Mon, Jul 19, 2004 - Page 16 News List

Chinese comics no laughing matter

Interest in comics has blossomed in China, but local artists are still struggling to escape from the shadow of Western and Japanese influences

AFP , Beijing

Chinese comic artists look with envy to places such as Taiwan where an agent system makes it easier for budding talents to find an outlet and reach a sizable audience.

"There's definitely a market for comics in China, and there are lots of artists, but the problem is that so far there are no agents," said Tao, the amateur.

"Maybe it's because this kind of new profession is associated with a certain degree of risk," he said.

Tao, himself a member of a minority of Chinese comic artists who seek to tackle large, complex issues rather than just entertain, acknowledged there probably would never be a huge market for his works.

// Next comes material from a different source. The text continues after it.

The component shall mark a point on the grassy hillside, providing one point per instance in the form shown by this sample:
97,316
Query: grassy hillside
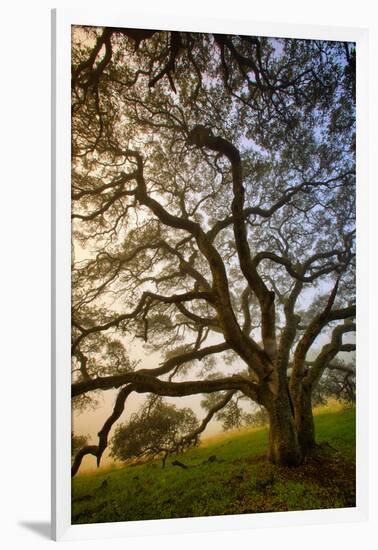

His comics are compact and entirely without text, dealing with timeless subjects such as the future of mankind or the battle of the sexes, often in just a single page.

Few seem interested in changing society with their comics, and even the most ambitious content themselves with expressing intensely private sentiments or semi-religious ideas.

Politics is, unsurprisingly, strictly off-limits, not least because magazine editors are keen to keep their licenses.

"You can't make cartoons about the leadership," said Bao Wei, a 27-year-old artist from northeastern Harbin city.